Creating a Smarter, More Equitable COVID Response
August 19/2020
University of Toronto’s Dalla Lana School of Public Health launches the Institute for Pandemics
Governments and world bodies typically struggle to respond quickly to emerging health threats, bogged down by bureaucratic and political obstacles and rising public mistrust of authority. If we are to facilitate a more agile response, universities must take a larger role in shaping the world’s response to pandemics.
The University of Toronto is responding immediately to this need by ramping up pandemic research and training public health professionals who can move quickly to implement evidence-based plans to prevent and control new infectious diseases. Building on a century of engagement with public health, the Dalla Lana School of Health (DLSPH) has launched the Institute for Pandemics to help the world prepare better, fight smarter, and recover faster from crises caused by communicable diseases.
“COVID-19 has exposed the limits of government and world bodies in detecting and responding quickly to emerging global disease threats,” says Prof. Steini Brown, founding director of the Institute and DLSPH Dean. “Universities have the range of expertise, the freedom to move quickly, the credibility of political neutrality – and a duty to work closely with governments and other institutions to effectively respond.”
The Institute is being launched with a generous $1 million gift from the Toronto-based Vohra Miller Foundation, which allows DLSPH to attract experts in infectious disease modelling and to immediately begin training a new generation of pandemic-ready public health professionals.

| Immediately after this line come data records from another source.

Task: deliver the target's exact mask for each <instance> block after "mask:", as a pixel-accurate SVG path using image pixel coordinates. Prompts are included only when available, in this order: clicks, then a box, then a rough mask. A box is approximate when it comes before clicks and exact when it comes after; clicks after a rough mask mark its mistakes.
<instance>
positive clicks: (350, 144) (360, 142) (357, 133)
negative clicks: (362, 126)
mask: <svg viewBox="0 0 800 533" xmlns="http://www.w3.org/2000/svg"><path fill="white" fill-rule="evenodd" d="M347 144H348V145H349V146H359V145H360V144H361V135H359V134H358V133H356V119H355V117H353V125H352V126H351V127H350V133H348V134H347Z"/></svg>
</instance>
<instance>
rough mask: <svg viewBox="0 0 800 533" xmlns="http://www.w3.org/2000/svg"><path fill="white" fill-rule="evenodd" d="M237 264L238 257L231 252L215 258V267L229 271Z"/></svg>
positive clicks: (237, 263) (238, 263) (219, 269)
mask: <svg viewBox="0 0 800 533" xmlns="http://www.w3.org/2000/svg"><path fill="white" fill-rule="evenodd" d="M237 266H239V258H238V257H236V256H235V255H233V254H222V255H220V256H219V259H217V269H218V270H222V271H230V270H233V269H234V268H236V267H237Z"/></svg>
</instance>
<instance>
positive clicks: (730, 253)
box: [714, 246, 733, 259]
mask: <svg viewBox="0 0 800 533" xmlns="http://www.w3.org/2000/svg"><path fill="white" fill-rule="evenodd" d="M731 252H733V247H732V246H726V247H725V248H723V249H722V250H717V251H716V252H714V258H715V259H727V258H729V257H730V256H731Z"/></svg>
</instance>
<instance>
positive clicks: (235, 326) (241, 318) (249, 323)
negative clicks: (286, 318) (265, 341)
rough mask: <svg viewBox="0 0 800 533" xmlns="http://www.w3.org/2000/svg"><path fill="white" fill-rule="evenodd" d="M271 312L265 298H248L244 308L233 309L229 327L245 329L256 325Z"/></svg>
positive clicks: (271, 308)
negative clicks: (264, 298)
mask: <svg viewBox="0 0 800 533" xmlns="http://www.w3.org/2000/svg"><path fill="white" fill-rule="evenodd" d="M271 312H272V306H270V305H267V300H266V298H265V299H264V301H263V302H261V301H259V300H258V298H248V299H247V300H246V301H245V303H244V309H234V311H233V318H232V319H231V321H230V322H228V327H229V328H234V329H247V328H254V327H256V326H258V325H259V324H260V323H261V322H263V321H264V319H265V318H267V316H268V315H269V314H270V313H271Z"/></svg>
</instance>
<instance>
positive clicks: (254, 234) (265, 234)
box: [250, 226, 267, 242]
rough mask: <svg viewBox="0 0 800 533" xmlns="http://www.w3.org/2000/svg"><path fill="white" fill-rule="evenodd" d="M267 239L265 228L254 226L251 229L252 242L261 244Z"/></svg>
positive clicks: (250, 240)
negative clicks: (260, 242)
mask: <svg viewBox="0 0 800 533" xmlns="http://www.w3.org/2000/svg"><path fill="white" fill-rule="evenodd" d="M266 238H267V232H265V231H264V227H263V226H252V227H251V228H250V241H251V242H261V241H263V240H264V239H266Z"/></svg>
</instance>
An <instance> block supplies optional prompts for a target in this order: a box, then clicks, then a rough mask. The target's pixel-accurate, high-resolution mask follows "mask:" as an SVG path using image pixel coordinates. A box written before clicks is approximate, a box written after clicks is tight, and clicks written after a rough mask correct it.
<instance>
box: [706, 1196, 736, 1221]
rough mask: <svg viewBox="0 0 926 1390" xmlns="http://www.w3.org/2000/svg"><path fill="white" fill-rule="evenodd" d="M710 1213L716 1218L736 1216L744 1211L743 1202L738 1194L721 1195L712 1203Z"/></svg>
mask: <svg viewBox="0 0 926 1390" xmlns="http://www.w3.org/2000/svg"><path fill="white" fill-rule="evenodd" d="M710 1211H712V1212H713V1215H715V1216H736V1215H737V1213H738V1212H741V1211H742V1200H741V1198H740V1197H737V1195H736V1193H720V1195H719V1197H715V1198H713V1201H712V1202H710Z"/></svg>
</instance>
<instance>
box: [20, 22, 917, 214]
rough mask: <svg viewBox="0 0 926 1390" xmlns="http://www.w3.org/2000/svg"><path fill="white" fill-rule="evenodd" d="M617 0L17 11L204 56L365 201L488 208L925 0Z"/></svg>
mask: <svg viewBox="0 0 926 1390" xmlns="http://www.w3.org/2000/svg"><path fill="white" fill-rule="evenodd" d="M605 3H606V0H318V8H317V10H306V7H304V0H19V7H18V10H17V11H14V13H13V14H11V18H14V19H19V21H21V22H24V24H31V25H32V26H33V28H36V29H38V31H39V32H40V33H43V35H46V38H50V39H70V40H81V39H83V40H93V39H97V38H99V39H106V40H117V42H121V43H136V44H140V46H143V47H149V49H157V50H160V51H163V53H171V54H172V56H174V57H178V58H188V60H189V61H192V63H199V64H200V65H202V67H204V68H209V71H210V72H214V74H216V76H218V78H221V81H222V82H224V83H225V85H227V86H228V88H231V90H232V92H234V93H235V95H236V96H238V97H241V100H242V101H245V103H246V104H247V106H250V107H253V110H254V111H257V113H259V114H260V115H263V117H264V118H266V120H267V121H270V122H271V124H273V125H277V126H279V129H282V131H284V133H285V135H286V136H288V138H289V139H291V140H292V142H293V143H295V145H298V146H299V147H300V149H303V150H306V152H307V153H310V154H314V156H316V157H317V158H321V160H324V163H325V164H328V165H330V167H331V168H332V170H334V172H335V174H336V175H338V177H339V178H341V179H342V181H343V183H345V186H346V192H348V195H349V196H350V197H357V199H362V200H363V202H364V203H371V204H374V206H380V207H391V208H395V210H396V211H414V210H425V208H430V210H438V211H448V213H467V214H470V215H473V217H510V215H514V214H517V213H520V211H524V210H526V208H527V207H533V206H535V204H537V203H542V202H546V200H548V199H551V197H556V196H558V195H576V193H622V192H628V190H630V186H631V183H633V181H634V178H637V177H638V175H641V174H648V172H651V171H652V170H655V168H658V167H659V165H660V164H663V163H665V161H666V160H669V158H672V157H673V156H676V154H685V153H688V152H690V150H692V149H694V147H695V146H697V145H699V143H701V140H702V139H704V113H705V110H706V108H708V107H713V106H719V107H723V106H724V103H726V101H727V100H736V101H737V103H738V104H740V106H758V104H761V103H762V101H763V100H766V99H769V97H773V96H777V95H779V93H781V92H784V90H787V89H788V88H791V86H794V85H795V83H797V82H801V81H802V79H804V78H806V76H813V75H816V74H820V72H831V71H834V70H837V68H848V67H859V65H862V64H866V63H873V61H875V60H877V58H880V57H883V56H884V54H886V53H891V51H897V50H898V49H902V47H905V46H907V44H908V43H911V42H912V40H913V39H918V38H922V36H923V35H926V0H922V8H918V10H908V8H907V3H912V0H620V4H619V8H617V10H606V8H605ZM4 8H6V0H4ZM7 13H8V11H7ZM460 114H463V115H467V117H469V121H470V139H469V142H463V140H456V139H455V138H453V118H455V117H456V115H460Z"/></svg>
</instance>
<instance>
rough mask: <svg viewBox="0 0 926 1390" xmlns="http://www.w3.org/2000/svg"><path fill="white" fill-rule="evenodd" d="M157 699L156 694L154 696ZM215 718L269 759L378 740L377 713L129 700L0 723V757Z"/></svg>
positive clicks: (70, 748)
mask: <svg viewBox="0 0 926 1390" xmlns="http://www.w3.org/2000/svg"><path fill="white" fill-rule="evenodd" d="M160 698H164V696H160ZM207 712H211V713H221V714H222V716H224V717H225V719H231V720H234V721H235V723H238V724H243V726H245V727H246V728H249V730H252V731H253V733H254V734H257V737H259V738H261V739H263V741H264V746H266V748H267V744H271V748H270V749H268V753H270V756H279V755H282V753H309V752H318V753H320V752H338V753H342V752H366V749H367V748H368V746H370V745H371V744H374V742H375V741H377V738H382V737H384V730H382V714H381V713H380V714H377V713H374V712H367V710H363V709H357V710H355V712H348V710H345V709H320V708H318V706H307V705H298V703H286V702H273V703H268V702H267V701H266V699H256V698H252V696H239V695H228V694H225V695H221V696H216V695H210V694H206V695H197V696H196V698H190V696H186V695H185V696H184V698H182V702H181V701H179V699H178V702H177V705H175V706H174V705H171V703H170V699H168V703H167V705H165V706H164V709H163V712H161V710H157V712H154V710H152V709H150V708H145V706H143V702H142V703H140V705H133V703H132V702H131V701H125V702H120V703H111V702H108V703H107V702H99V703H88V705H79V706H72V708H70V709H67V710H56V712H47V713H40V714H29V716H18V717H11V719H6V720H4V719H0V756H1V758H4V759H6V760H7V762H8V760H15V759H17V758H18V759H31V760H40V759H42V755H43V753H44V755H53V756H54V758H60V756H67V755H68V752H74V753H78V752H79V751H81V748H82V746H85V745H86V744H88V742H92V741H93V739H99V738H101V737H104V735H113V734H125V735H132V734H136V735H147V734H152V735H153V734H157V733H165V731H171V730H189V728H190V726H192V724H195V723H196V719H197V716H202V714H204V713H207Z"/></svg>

“The strength that DLSPH brings to this battle is the exceptional intersectionality built from the ground up,” says Foundation co-director Sabina Vohra-Miller. “The Institute for Pandemics takes a holistic view of the pandemic, focusing not just on the current situation, but also on resilience and recovery, using a health equity lens as a key driver. The effects of the pandemic, especially the economic and social effects, will be seen for years to come. We need to develop the road map for recovery, ensuring we don’t leave anyone behind.”
The pandemic has worsened inequality between rich and poor nations, and created new fault lines of privilege among those who can flee from cities, work remotely, and tolerate precarious employment. The Institute is committed to addressing these inequities by studying pandemic causes, resilience and recovery from an equity lens; drawing on expertise in epidemiology, environmental health, economics, bioethics, urban planning, health systems and policy, Indigenous ways of knowing, Black and migrant health, and the social determinants of health.
“The complexity of pandemics in our interconnected world calls for solutions that don’t live in silos, or stop at the traditional boundaries of academic disciplines,” says Prof. Christine Allen, U of T’s Associate Vice-President and Vice-Provost, Strategic Initiatives. “We are committed to creating new expertise that sits at the boundaries of public health, social science, medicine, geography, environmental health and equity.”
The Institute will build up the Canadian capacity to model infectious disease – a crucial need in a country with few experts trained to model an event as complex as a pandemic. But expertise in a vacuum has little effect, as the American and British experience shows. Part of the problem, say Institute leaders, is that academic researchers, government workers and political leaders often fail to communicate well with each other. Academics can move quickly to study an aspect of the problem, such as mask effectiveness or school transmissions, but government and political leaders must overcome many necessary hurdles if they are to respond quickly to new information. That’s why the Institute is strongly focussed on training the public health workforce – present and future – in the elements of pandemic preparedness, resilience and recovery through new courses and concentrations, and continuing professional education.
“Having folks who can move in both worlds and speak both languages can be incredibly useful,” says Prof. David Fisman, an infectious disease physician and former Ontario public health official whose COVID modelling has been used extensively by the province. “We need people in government who know infectious diseases and know how to use the information they’re given to create change. I remember how terrible the disconnect between science and government was during the SARS pandemic. We’re in a much better place than we were, but we’ve got a ways to go.”
Recognizing that distinctions between human, environmental and animal health are counterproductive, the Institute takes a “one world” approach to its research and training. And all Institute education and research will emphasize translating evidence, data and science into language that is accessible to the public and actionable for decision-makers.
“Academic researchers and educators must do more to help governments and world bodies understand and communicate the risks that a chosen course of action may have on health, the economy, the environment and health systems,” says Prof. Brown. “The world needs leadership from independent experts, informed by an ethical and equitable framework, to guide us through the current pandemic and others that inevitably will come.”
As the University works to address major public health challenges such as pandemics, “the support of our community plays a critically important role.” says David Palmer, Vice President, Advancement. “The impact COVID-19 has had on people’s lives has made it abundantly clear that an institute dedicated to helping us prepare for, respond to and recover from global health emergencies is an urgent need and I thank the Vohra Miller Foundation for recognizing that there is no better place for this institute than the Dalla Lana School of Public Health.”